Muchas teorías no logran escapar del lamento cansino por la pérdida y la infidelidad de la traducción, pero olvidan que el pasado que alimenta la nostalgia aparece en el proceso, como si fuera necesario inventar una referencia como antídoto para los efectos impredecibles del pasaje. Hoy, biografías y contratapas señalan por igual que las novelas de Bellatin han sido traducidas a más de veinte idiomas, pero es menos conocido el hecho de que Bellatin hizo traducciones sin novelas (¿a qué género pertenecerían acaso textos como El jardín de la señora Murakami o Shiki Nagaoka: una nariz de ficción?). Shook lleva al extremo su fidelidad cuando decide traducir Barú, cortometraje que produjo con Bellatin en 2016. “Skopos, la inexistencia de la coherencia y la imposibilidad de definir la fidelidad: Una teoría de la traducción de la obra de Mario Bellatin” sale de la melancolía y muestra que la tarea del traductor no es reparar lo que se ha roto sino fragmentarlo más.
En “El principio de la incertidumbre. Sobre Shiki Nagaoka: una nariz de ficción”, João Paulo Cuenca analiza esta otra clave del mundo Bellatin: el cruce con otras artes, en especial el cine y la fotografía. ¿Se trata de una literatura que se expande o de una escritura que absorbe lo fotografiado y lo filmado en un movimiento constante? Lo que importa, en todo caso, es que la lectura nunca pare, o mejor, que deseemos ser obligados a continuar. Como el giro de los derviches, esa escritura está siempre recomenzando y se vuelve imposible determinar dónde está lo nuevo o qué es anterior. Las imágenes intentan parecerse. ¿Cuál es, entonces, la sorpresa?
Graciela Goldchluk propone un teorema, el de Dostoyevski, para comprender la conmoción que nos produce leer a Bellatin. Incluso en los estados más miserables, como el que soportan los compañeros de milicia o la agonía de Antonio, la identificación con los personajes o las situaciones nunca llega. En el mundo Bellatin, nada es inmediato.
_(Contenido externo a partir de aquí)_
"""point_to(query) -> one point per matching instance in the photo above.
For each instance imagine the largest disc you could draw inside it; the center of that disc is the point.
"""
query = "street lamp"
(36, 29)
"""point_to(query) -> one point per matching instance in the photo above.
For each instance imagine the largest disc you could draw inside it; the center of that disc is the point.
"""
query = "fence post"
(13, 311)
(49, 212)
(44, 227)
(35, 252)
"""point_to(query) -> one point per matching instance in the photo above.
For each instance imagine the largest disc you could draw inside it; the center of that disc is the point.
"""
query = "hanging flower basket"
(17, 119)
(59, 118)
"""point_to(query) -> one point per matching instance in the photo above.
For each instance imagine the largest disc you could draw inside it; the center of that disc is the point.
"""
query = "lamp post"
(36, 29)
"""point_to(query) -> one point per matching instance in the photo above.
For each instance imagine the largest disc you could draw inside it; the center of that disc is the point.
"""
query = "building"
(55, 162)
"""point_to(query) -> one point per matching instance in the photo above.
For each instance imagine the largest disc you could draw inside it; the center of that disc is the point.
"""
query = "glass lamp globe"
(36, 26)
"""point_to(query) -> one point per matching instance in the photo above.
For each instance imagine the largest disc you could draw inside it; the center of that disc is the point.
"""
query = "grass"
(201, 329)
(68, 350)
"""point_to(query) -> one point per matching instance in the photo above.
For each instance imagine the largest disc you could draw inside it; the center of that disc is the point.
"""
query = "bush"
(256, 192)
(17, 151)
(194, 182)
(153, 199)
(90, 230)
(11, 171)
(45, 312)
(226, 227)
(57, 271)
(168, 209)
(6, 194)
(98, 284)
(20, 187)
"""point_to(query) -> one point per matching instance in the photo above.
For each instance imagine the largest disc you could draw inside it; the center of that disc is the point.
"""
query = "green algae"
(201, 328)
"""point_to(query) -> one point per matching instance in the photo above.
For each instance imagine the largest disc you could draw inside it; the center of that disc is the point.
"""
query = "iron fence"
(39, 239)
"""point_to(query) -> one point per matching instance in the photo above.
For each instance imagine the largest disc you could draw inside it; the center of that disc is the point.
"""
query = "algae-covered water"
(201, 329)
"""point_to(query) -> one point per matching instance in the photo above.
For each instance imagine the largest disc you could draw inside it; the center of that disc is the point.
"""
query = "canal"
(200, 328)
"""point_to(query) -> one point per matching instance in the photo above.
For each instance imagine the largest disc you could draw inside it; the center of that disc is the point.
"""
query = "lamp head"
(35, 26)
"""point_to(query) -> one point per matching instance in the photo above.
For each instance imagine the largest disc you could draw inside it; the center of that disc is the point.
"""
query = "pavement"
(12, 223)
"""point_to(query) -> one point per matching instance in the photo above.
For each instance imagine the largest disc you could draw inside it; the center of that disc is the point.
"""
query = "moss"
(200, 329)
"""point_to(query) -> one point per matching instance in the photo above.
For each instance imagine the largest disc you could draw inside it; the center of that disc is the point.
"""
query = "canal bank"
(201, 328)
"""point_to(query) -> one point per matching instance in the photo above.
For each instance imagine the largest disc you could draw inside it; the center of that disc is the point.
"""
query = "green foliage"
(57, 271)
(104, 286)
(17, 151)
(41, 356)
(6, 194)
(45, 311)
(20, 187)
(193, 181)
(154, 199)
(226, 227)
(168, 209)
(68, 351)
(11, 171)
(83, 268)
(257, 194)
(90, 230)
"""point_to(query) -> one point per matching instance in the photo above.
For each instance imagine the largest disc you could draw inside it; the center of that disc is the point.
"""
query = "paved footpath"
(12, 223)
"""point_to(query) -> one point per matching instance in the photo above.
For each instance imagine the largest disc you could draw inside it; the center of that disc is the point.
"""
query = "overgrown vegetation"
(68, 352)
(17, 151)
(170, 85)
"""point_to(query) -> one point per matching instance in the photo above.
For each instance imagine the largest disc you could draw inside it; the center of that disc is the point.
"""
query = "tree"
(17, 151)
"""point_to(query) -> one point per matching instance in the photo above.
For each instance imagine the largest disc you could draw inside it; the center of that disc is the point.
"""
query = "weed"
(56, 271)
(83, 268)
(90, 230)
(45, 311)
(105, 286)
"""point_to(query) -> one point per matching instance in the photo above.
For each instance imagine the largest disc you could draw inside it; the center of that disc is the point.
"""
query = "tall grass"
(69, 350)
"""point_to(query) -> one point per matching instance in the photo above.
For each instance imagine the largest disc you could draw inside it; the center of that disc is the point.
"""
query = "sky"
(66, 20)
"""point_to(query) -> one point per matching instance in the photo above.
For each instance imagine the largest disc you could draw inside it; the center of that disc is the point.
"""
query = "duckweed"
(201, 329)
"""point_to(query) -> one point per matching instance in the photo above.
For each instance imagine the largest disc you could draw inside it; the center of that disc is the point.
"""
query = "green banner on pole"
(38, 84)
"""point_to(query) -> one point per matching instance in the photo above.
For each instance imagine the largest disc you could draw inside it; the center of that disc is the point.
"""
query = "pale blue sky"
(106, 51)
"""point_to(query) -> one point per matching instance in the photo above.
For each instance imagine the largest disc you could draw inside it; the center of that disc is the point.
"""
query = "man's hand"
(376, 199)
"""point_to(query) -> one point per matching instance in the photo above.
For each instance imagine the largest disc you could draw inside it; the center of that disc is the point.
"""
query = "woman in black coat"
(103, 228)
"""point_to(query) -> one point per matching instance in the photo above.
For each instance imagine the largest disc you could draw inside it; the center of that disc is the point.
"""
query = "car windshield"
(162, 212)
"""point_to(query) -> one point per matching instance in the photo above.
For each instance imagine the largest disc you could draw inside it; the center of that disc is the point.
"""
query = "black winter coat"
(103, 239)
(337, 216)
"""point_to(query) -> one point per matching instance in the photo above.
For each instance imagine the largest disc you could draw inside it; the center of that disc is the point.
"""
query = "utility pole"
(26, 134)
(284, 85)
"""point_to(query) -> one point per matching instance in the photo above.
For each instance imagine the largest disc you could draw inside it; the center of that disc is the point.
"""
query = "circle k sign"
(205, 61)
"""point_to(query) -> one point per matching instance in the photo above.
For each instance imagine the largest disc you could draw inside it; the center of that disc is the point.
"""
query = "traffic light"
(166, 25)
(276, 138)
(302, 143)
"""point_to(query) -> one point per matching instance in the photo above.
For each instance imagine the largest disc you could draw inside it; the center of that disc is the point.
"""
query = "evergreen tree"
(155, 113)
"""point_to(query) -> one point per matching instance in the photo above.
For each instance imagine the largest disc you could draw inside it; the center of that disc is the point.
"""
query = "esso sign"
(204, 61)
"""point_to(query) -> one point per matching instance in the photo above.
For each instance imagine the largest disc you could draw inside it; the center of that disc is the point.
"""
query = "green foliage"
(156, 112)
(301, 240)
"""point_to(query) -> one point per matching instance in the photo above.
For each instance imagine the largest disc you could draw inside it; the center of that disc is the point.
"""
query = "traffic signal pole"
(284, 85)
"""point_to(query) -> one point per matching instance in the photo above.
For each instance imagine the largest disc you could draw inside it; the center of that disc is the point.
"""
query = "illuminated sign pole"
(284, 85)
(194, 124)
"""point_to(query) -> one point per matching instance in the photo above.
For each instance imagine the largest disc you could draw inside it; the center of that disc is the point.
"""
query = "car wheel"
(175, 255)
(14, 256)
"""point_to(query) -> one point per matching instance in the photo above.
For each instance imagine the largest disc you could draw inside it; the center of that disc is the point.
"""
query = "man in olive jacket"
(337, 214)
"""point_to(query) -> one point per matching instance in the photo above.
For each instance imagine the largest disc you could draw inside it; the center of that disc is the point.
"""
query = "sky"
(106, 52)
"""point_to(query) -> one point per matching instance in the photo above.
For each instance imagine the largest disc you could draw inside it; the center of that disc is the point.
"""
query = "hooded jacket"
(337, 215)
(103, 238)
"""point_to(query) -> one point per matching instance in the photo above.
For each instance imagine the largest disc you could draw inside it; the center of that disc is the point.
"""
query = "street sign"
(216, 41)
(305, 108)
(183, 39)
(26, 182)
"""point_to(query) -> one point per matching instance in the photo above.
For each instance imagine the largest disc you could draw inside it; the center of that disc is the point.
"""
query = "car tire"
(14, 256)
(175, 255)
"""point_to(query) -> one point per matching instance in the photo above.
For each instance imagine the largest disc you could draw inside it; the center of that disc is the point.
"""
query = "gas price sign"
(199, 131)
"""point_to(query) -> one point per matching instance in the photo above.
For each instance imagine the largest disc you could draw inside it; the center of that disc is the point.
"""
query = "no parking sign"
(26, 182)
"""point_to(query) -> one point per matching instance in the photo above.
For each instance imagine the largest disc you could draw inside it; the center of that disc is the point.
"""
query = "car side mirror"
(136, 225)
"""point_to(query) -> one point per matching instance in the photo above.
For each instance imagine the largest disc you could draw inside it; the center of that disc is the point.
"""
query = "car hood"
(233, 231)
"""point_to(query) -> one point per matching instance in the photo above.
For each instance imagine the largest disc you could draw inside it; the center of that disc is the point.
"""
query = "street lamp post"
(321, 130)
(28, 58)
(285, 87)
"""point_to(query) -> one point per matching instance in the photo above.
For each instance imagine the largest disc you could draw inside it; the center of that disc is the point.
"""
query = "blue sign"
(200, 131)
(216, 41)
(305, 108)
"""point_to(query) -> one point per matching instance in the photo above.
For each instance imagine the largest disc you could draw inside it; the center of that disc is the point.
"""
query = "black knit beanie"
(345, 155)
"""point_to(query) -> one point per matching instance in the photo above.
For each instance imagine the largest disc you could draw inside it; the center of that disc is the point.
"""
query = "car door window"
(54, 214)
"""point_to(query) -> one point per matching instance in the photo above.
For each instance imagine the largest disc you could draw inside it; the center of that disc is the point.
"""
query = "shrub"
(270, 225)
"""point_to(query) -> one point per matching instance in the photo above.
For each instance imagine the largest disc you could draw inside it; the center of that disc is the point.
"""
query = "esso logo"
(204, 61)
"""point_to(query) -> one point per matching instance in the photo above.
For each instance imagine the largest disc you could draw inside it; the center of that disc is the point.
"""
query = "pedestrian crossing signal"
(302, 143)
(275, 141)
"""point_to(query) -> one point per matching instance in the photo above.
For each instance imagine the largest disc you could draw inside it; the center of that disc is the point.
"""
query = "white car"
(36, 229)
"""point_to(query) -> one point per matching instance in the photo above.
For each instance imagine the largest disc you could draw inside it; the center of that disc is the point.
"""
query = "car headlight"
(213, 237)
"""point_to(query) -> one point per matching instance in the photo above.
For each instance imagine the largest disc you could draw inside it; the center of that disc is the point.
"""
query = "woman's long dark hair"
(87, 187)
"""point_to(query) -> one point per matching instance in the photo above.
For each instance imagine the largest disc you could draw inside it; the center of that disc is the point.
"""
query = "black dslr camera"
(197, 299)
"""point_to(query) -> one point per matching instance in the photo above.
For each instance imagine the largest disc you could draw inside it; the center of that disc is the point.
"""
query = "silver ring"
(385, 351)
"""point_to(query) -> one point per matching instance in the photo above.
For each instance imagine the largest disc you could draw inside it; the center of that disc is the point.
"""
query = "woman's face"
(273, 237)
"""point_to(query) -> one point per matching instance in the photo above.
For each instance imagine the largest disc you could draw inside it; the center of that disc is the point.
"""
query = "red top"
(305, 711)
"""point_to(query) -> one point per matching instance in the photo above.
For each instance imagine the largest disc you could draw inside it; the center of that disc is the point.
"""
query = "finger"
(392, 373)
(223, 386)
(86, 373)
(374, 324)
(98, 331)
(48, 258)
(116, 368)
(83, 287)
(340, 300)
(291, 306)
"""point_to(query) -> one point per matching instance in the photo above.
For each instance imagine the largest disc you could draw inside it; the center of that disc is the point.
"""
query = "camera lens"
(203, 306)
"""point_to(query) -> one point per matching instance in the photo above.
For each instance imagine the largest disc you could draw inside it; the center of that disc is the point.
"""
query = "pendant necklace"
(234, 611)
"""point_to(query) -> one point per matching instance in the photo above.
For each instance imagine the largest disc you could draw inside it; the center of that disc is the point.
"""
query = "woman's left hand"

Su lengua de traductor repone demora en donde hoy las series en streaming exigen tiempo cero y empatía exprés. De ese tiempo suspendido está hecha su escritura.
Se percibe, en los últimos textos publicados (“Carta sobre los ciegos para uso de los que pueden ver”, el inédito de este dossier), un estado de guerra permanente, en el que alguien, a pesar de todo, tiene el deber de escribir. El paisaje es desolador: no hay más Libros Sagrados, ni Torás, ni Biblias, ni Coranes, ni Popol Vuh. Pero cuando parece que no hay salida, que no hay lenguaje que pueda expresar lo que sucede, ese alguien se inclina ante Santa Marosa di Giorgio, San Rodolfo Fogwill, San Felisberto Hernández, San Juan Manuel Puig, San Juan Rulfo, San José María Arguedas, San Juan Carlos Onetti y pide por lo que debe acontecer, la escritura propia, replicada, maquillada, robada; el único milagro posible.